Hi guys - I've been a forum member for a while, but haven't posted much as I'm undiagnosed so I don't really feel knowledgable about anything here. But I wanted to share my recent success at finally getting a referral to somewhere which might be able to help me.
I came across an article on the ARC website a while ago - about enthesitis. As I read the article it felt like they were talking about me - long-standing pain in multiple joints, family history of inflammatory arthritis (mum and grandmother with RA), rheumatoid factor and anti-CCP both negative, consistent moderately high inflammatory markers (but not high enough for them to consider RA), calcific tendonitis (shoulders), difficulty getting a diagnosis as nothing seems to show up on X-rays or scans.
Anyway, my usual GP is on maternity leave so I went to see the locum GP. Would you believe it, his Masters research was on .... enthesitis!

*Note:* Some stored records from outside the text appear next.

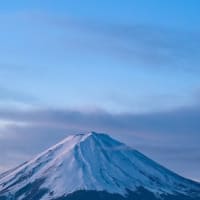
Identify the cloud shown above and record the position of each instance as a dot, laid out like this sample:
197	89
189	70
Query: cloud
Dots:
13	96
170	137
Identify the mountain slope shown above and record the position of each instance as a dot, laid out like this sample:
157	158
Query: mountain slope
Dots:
94	166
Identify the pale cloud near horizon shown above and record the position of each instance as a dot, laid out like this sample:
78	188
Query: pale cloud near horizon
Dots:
165	136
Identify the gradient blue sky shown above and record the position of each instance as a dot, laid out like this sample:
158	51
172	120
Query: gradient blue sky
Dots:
129	68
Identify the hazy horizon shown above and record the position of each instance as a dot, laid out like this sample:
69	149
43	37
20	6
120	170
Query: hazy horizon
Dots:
129	69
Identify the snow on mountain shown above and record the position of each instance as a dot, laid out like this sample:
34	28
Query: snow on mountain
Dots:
93	162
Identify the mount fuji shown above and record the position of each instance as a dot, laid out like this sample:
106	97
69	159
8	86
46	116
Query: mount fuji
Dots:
94	166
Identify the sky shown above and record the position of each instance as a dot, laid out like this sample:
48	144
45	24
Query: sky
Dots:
127	68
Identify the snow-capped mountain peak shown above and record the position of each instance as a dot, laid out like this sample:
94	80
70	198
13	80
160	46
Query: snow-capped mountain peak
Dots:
93	162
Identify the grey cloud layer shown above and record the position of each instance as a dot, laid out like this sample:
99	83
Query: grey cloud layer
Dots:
171	138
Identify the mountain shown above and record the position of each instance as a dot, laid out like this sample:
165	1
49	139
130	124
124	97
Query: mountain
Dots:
94	167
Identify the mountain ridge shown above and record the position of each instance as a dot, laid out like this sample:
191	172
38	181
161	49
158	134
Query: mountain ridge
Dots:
93	162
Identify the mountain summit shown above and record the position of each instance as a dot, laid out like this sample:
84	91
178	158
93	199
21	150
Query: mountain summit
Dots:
94	167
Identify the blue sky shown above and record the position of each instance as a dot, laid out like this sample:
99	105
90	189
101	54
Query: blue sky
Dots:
69	66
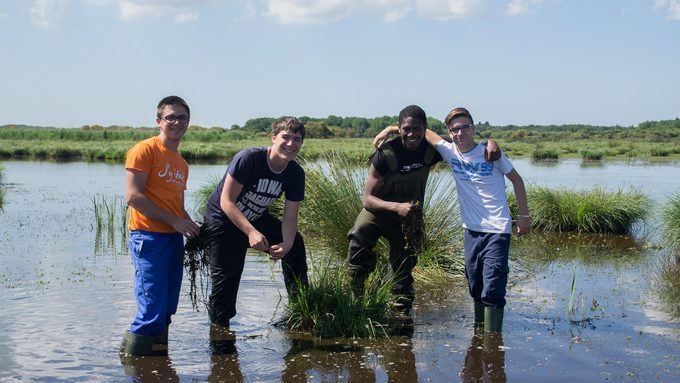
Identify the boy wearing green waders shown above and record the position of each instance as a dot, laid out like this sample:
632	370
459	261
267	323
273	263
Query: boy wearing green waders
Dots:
480	185
155	181
392	206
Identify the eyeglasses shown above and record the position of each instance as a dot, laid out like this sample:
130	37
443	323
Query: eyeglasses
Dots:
171	119
462	128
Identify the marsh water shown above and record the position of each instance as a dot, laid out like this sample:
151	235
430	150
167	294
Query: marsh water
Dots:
66	299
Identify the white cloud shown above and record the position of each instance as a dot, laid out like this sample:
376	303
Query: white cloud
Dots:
444	10
672	6
308	11
44	13
520	7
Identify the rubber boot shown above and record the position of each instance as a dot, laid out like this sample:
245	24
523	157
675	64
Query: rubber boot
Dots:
493	319
140	345
479	315
222	340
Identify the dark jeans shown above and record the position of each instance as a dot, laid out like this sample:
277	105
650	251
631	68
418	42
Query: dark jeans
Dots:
227	253
367	230
486	266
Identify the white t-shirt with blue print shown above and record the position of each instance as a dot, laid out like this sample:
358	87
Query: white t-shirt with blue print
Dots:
481	188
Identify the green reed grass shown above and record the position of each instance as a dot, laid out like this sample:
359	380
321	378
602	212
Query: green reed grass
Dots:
544	154
592	211
589	155
666	278
110	215
333	200
328	309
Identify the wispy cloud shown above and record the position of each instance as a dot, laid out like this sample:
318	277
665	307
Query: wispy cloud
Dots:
308	11
671	6
180	10
444	10
520	7
44	13
322	11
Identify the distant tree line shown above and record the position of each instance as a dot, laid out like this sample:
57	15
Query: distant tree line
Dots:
357	127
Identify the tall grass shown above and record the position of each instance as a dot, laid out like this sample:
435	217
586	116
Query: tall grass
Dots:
671	222
328	309
2	189
667	277
592	211
110	216
333	201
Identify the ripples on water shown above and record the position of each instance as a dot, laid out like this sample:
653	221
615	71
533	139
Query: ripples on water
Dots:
64	306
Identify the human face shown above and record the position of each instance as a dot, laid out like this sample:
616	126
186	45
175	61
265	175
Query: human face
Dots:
462	133
173	131
411	132
286	145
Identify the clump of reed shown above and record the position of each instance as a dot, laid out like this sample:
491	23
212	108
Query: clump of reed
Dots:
110	215
544	155
591	211
327	308
333	200
666	279
2	189
591	155
671	222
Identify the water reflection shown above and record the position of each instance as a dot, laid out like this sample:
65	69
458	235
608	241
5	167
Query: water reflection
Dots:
149	369
485	359
330	360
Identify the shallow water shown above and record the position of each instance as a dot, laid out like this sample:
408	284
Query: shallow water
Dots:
65	303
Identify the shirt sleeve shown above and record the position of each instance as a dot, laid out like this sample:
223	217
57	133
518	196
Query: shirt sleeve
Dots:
140	158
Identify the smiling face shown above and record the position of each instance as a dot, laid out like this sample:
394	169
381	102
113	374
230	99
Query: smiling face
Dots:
412	131
462	132
285	145
173	122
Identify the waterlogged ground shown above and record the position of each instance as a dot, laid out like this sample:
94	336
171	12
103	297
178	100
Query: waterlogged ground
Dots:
66	299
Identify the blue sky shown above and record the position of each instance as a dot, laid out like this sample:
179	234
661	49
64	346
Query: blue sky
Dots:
69	63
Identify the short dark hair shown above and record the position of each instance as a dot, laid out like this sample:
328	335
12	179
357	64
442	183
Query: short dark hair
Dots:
415	112
290	124
458	112
171	100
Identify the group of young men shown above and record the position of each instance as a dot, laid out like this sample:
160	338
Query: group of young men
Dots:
238	218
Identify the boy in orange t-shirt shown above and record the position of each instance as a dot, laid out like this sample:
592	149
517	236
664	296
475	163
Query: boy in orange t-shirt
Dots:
155	181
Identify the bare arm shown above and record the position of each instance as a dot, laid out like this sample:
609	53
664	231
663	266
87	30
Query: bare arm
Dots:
135	185
288	229
372	202
523	220
228	197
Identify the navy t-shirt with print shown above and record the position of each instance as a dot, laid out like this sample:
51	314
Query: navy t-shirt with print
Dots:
261	186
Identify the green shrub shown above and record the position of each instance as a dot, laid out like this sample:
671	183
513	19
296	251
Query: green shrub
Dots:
593	211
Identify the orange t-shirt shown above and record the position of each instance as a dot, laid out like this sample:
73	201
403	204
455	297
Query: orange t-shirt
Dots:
167	180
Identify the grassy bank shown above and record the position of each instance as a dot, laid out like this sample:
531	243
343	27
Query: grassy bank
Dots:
214	144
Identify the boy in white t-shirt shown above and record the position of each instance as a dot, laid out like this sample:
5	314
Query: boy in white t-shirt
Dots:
480	185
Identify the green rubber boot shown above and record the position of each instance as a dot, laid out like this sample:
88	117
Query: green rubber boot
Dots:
139	345
493	319
479	314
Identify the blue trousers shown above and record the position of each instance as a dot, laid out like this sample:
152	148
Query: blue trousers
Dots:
158	262
486	266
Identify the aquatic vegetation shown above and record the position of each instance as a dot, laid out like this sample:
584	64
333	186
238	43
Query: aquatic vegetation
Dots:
327	307
593	211
589	155
671	222
333	200
544	154
110	216
2	189
666	279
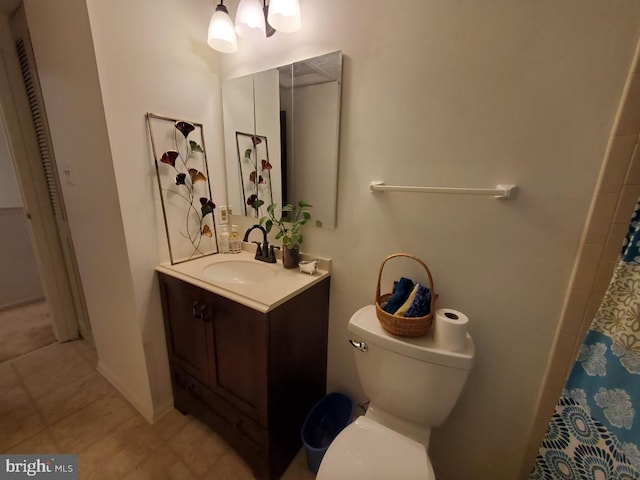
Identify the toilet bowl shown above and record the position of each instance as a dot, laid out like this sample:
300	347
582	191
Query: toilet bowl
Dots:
369	450
412	385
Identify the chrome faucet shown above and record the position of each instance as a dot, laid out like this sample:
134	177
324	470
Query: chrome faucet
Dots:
263	252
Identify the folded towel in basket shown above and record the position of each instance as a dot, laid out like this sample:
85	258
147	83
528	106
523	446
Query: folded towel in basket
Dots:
401	290
402	310
421	303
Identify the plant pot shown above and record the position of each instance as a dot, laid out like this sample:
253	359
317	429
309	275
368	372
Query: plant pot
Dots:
290	256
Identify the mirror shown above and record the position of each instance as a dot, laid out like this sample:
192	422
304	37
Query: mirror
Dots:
281	130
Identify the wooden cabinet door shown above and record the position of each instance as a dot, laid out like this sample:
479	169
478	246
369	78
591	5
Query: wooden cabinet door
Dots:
187	320
240	345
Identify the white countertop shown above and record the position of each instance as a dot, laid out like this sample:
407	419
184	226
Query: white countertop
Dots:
262	296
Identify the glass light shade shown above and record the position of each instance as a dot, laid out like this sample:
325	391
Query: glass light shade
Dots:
250	21
284	15
222	36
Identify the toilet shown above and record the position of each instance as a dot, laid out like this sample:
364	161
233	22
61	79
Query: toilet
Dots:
412	385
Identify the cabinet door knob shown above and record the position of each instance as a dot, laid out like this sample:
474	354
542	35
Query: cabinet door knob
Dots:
200	311
362	346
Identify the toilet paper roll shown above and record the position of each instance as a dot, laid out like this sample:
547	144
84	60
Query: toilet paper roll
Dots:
450	329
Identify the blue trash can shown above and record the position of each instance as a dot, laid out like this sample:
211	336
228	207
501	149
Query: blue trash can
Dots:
323	423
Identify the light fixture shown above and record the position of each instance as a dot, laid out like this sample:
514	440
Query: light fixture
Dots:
250	19
222	36
254	19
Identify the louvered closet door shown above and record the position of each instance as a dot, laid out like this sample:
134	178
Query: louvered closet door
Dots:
47	158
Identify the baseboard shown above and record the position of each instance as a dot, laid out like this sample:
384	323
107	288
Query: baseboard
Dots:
140	406
20	303
162	410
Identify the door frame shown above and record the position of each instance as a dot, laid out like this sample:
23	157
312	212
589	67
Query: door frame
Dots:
23	149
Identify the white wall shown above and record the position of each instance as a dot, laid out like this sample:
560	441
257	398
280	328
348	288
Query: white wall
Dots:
152	56
9	191
66	64
19	275
466	93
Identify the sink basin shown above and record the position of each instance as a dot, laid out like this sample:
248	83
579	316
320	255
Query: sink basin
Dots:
238	271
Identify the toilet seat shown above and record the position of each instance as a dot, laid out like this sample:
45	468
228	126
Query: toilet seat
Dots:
366	450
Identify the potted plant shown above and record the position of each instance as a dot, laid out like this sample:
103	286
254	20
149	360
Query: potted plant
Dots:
289	224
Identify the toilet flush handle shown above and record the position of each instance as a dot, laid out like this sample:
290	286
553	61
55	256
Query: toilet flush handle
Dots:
359	345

And he did this research at the department the article's main author is at. He agreed with me that what I had did sound very much like enthesitis, and he's referring me to that world class research-led rheumatology department. He was amazed that I had such a long history (nearly 20 years) of undiagnosed joint pain, and looked most annoyed that my continual red-flagged inflammation markers had been ignored.
Honestly, I feel like all my birthdays have come at once! Finally, I might be getting closer to (a) a diagnosis (other than my current one of fibromyalgia, which I'm sure it isn't) and (b) some treatment (which seems to be much the same as the treatment for RA, from what I've read).
Anyway, I just wanted to post this so that anyone else who is undiagnosed but feels sure there's some kind of inflammatory arthritis going on realises that there IS hope. Even when it seems no-one will listen to you, there is every chance you too might find a doctor who will.